Put these differences together and there is a strong argument that says, though they share a good deal of musical ideas, these really are two different tunes, but it does ultimately depend on how much difference you require in order to separate them. It should also be said that once we allow how the tunes are developed in variations, then they increasingly part company, but our confused authorities were not taking variations into account, and they obviously saw enough similarities to cause their confusion.So it seems that Sinkler’s tune can be separated from Tail Toddle. But if that is so, what would have been a better title for it? As we have seen, we have two suggestions. Having looked at Gillie Callum, we can now turn to the that suggested by the Balcarres manuscript’s title.Cutty spoon and treeladle.

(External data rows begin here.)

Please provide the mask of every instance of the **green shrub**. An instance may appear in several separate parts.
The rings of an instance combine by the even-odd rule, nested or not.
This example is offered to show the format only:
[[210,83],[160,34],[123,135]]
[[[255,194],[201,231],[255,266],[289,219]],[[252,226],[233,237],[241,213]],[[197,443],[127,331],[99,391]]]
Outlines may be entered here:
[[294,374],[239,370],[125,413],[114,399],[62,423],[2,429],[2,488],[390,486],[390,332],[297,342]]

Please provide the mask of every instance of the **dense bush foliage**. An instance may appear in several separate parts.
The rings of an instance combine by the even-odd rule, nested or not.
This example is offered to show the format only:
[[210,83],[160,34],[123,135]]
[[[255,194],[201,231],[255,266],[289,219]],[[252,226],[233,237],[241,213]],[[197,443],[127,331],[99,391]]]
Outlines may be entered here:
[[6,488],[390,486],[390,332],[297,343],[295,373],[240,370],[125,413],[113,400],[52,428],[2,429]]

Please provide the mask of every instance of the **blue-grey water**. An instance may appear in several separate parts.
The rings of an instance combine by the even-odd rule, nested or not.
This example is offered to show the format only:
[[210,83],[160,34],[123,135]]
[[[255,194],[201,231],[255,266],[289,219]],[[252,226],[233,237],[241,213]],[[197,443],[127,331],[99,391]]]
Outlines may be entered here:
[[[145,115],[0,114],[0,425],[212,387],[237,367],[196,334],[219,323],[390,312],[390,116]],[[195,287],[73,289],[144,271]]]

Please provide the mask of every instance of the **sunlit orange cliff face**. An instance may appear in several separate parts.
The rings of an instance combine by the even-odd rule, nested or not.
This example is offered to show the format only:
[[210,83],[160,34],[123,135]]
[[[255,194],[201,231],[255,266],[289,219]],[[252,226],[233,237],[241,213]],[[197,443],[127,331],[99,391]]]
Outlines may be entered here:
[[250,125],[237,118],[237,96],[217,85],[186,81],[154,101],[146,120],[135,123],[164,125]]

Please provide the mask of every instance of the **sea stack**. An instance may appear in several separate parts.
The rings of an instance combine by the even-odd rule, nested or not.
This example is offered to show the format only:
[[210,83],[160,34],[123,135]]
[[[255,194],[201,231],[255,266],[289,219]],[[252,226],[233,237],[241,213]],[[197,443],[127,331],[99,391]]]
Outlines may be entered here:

Sinkler’s tune, as we have observed, appears almost note for note in the Balcarres Lute Book with the title ‘Cutty spoon and treeladle’, which may be merely a mistaken title [it would not be the only one in the Balcarres MS]. As we shall see, one hundred and fifty years later, authorities were still adding this title to their confusion. So can we say whether Balcarres is right in this case, or is Sinkler’s tune really Gillie Callum? The answer, we might guess, all hangs on that final cadence.
What can we learn about the early days of a tune called ‘Cutty Spoon’, apart from the Balcarres version? At one point it looked as if the answer would be very little if anything; no earlier setting appeared to exist, until Matt Seattle recalled seeing the title in a remarkable little book called A Collection of original Scotch Tunes for the Violin. The Whole Pleasant and comical being full of Highland Humour, a copy of which is in the NLS. It was published in London in 1720 by John Young, instrument maker. It contains a number of intriguing tunes, some not found elsewhere, among which is one titled ‘Cutty spoon and Treen Ladle’.2 (Fig. 7)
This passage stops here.